October 31, 2008

University of Kentucky Cooperative Extension agents in the eastern part of the state are trying to connect local producers to UK College of Agriculture specialists in a more efficient way by offering real-time access to live educational presentations through Centra Symposium, a web-based program.

UK Agricultural and Natural Resource Agents Tad Campbell and Ray Tackett, from Robertson and Floyd counties respectively, are working with Bob Coleman, UK extension equine specialist, to deliver Horse College to producers through this pilot program. To their knowledge, this is the first time Centra Symposium has linked producers to university specialists in the state.

The idea formed during a meeting of agricultural and natural resources agents from northeast Kentucky. The agents wanted to help producers gain information from university specialists while keeping costs to a minimum.

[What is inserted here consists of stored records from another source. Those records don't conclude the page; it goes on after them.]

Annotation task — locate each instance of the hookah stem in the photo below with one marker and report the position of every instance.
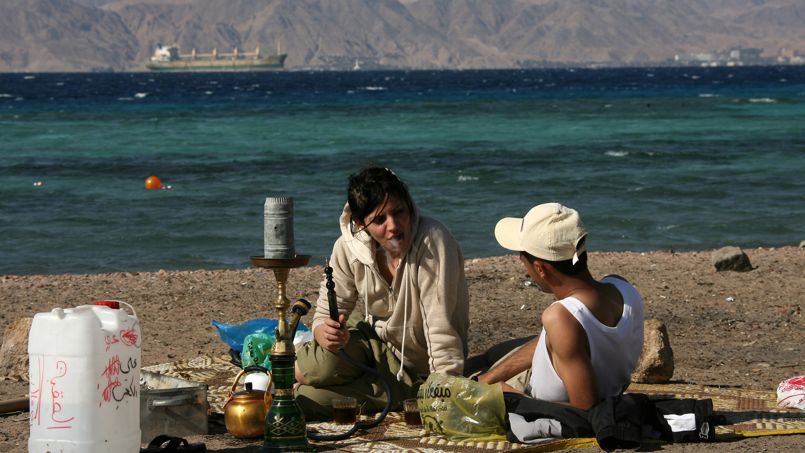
(328, 272)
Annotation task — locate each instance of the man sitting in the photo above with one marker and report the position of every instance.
(592, 334)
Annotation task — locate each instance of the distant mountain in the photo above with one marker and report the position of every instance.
(86, 35)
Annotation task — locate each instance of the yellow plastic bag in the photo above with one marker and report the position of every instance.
(460, 408)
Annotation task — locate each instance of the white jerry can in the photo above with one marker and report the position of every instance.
(85, 379)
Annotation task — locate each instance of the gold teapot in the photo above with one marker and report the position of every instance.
(245, 410)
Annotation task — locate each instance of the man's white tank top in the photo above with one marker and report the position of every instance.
(614, 350)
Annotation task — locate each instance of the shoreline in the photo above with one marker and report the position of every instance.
(682, 289)
(730, 329)
(320, 259)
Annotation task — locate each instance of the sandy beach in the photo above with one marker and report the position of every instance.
(744, 329)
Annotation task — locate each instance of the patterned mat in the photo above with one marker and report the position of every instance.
(749, 413)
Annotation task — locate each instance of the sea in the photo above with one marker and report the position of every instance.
(653, 159)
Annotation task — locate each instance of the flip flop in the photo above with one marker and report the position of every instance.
(165, 443)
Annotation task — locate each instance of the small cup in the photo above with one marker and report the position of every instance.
(345, 410)
(412, 417)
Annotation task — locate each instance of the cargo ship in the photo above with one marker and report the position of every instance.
(168, 58)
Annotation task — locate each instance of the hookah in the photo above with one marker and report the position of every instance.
(284, 428)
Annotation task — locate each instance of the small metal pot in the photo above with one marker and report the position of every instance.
(245, 411)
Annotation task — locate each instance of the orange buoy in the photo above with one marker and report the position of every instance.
(153, 182)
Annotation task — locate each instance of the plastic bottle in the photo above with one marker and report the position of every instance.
(84, 380)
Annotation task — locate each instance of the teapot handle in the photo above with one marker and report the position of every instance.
(267, 398)
(235, 384)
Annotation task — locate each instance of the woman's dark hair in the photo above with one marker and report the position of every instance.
(369, 188)
(566, 267)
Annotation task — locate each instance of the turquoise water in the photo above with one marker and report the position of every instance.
(673, 158)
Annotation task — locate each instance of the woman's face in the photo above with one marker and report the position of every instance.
(390, 225)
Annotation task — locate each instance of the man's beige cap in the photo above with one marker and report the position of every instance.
(548, 231)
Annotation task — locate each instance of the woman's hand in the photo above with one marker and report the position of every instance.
(332, 335)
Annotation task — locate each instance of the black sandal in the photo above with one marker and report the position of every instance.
(165, 443)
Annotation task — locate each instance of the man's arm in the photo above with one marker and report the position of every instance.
(517, 362)
(569, 350)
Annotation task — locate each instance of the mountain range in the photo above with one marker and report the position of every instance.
(102, 35)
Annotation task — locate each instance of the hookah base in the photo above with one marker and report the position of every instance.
(285, 445)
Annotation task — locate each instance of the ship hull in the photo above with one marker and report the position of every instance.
(271, 63)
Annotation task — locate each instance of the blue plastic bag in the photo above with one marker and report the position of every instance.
(235, 334)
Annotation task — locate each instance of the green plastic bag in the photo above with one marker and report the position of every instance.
(460, 408)
(257, 350)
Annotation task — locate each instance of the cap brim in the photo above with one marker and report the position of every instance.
(508, 233)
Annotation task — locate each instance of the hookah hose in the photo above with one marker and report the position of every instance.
(328, 271)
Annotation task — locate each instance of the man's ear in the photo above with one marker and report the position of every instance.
(540, 268)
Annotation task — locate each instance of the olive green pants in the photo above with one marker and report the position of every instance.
(331, 376)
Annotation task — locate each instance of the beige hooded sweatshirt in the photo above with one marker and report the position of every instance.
(428, 296)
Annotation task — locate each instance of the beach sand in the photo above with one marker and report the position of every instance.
(743, 329)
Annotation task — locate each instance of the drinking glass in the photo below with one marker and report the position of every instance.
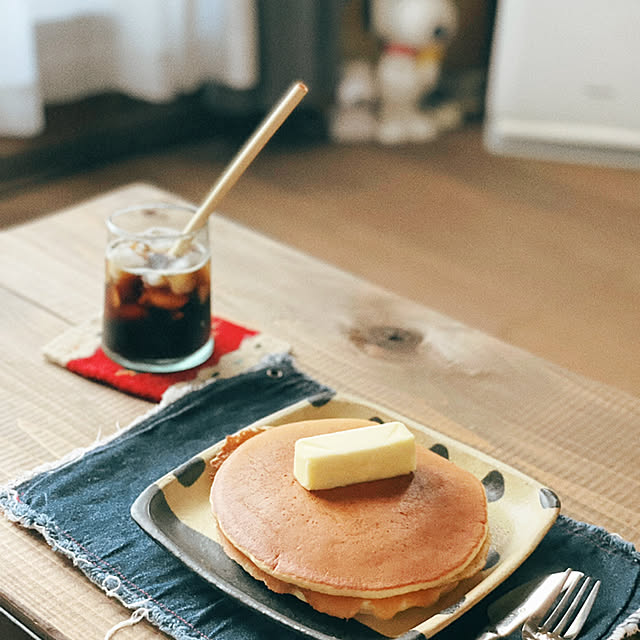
(157, 304)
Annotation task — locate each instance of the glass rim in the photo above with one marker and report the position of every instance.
(122, 232)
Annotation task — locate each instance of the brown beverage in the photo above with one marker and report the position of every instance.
(157, 308)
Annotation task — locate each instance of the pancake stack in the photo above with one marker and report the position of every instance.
(375, 547)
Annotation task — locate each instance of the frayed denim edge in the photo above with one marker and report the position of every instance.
(614, 543)
(130, 596)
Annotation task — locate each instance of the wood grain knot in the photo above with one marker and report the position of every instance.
(386, 339)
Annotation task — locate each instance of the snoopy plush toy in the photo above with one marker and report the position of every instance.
(414, 34)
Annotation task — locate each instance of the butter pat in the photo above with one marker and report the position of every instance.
(355, 455)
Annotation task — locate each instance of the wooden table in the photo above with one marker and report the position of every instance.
(575, 435)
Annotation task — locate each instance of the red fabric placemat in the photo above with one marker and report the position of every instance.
(236, 349)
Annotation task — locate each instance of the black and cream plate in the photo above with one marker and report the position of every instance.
(175, 511)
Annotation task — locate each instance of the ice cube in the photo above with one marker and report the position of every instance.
(125, 256)
(182, 282)
(154, 279)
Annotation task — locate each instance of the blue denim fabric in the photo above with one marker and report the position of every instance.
(82, 509)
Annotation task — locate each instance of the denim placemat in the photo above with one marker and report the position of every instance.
(82, 509)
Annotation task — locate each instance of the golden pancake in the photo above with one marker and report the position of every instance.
(347, 606)
(367, 541)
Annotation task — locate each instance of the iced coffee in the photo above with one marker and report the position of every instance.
(157, 308)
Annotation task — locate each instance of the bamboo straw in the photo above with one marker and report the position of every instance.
(244, 158)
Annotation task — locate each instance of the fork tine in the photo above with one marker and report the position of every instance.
(568, 615)
(580, 619)
(568, 590)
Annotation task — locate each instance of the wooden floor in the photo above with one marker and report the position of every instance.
(545, 256)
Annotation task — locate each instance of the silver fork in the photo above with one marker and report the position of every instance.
(551, 625)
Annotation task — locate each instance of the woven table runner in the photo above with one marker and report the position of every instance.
(82, 508)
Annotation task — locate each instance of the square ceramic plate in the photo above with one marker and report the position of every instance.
(175, 512)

After almost a year of planning, Horse College was offered via Centra for the first time Oct. 13. The pilot will continue for two weeks.

"If we can utilize technology to present timely, valuable information to producers, then Centra could be a beneficial tool locally," Campbell said.

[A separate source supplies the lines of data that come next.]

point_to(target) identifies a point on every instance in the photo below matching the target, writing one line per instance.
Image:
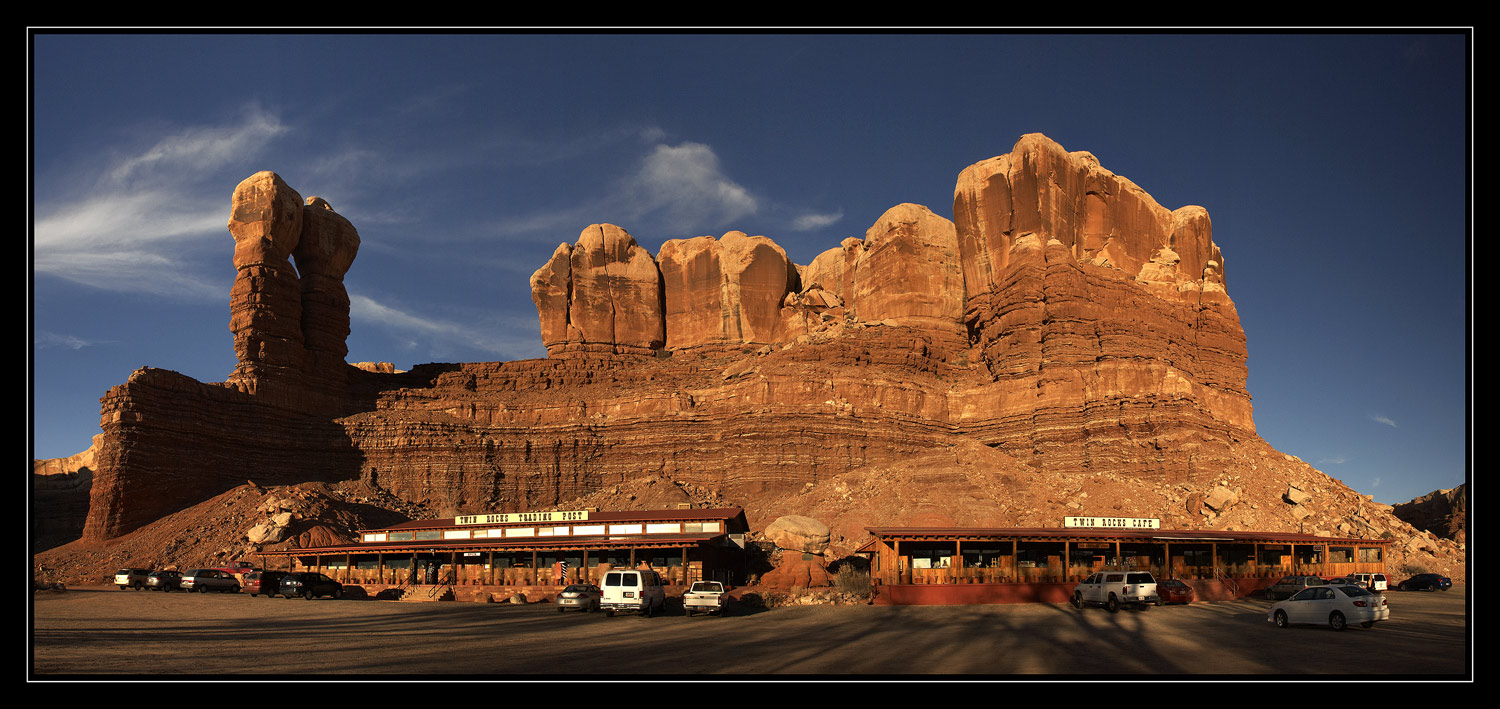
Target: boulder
(798, 534)
(1295, 495)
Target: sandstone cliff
(1443, 513)
(1064, 345)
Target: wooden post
(897, 561)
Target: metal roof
(1067, 534)
(519, 544)
(719, 513)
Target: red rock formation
(266, 300)
(603, 294)
(725, 291)
(1092, 338)
(908, 270)
(324, 254)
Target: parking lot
(107, 631)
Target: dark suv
(263, 582)
(1427, 582)
(309, 585)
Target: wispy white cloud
(144, 210)
(53, 341)
(809, 222)
(686, 185)
(678, 189)
(203, 147)
(440, 335)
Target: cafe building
(915, 565)
(534, 553)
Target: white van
(633, 591)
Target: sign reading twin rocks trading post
(1112, 522)
(509, 517)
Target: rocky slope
(1065, 345)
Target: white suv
(1113, 589)
(632, 591)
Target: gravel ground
(104, 631)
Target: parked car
(579, 595)
(1113, 589)
(164, 580)
(261, 582)
(131, 577)
(1292, 585)
(705, 597)
(1370, 582)
(633, 591)
(309, 585)
(1175, 591)
(1335, 606)
(204, 580)
(1427, 582)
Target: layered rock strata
(1064, 321)
(290, 323)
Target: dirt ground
(111, 633)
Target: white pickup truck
(704, 597)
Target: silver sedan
(1335, 606)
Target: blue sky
(1335, 168)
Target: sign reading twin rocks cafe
(1112, 522)
(509, 517)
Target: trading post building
(917, 565)
(473, 555)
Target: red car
(1173, 591)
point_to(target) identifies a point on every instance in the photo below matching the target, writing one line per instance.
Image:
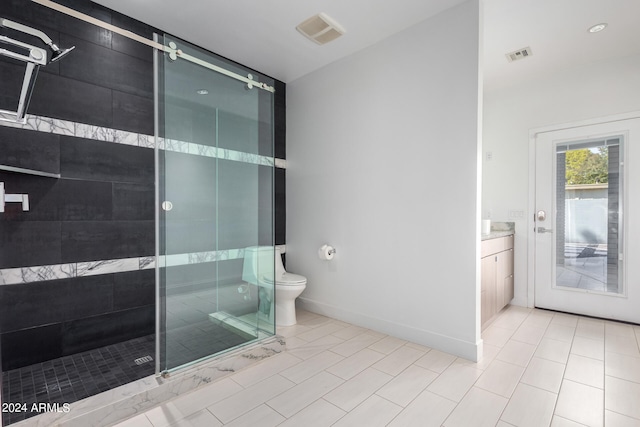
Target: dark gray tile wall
(103, 206)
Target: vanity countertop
(496, 234)
(500, 229)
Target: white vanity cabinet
(497, 276)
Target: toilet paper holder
(326, 252)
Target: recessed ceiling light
(597, 28)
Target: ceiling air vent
(519, 54)
(320, 29)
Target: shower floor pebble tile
(336, 374)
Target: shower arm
(173, 52)
(57, 53)
(28, 30)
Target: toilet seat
(288, 279)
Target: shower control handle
(13, 198)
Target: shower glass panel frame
(215, 197)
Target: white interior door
(587, 220)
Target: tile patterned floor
(540, 368)
(72, 378)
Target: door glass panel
(588, 220)
(216, 198)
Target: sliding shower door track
(171, 50)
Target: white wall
(598, 90)
(382, 163)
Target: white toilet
(258, 270)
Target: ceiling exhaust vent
(519, 54)
(320, 29)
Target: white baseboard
(467, 350)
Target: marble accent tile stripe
(14, 276)
(98, 133)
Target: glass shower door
(215, 167)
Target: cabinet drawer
(493, 246)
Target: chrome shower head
(58, 53)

For the pilot program, area producers preregistered to attend one of four area host sites in northeast Kentucky. Coleman gave his presentation at one of the sites while producers at the other three were able to view the presentation and listen to him speak.

"He (Coleman) is in such huge demand that I don't think it would be possible to get this kind of saturation and coverage without projecting it out," Tackett said.

During the presentation, participants from each of the sites were able to ask Coleman questions through the program's text chat feature. Coleman was then able to answer many of those questions during the session, and for those that went unanswered, Coleman will send a response by mail to the producer. Some of these questions will also be compiled in a Horse College frequently asked questions fact sheet at the end of the college.

"We want producers to know that we appreciate them and are there to answer their questions," Coleman said.

This program holds many benefits for producers and specialists. All sessions are recorded and saved for a couple of months after the initial presentation, which allows producers to go back and view the program if they miss a meeting. By having four different host sites, producers have the convenience of attending the site closest to them, which reduces time lost and travel expenses.

Specialists can deliver information to producers more efficiently and on a much broader scale. It also has the potential to dramatically lessen the time they spend on the road.

"To reach the same amount of producers without Centra, I would have had to be at each site at least four times. So it cuts my travel down from 16 nights to four, which is pretty significant," Coleman said.

While Centra can be used to support traditional extension programs, it is not meant to replace them, and not all extension programs will be able to use Centra. The college will continue to conduct educational programs that require more hands-on presentations and demonstrations and ones that involve multiple specialists through traditional methods.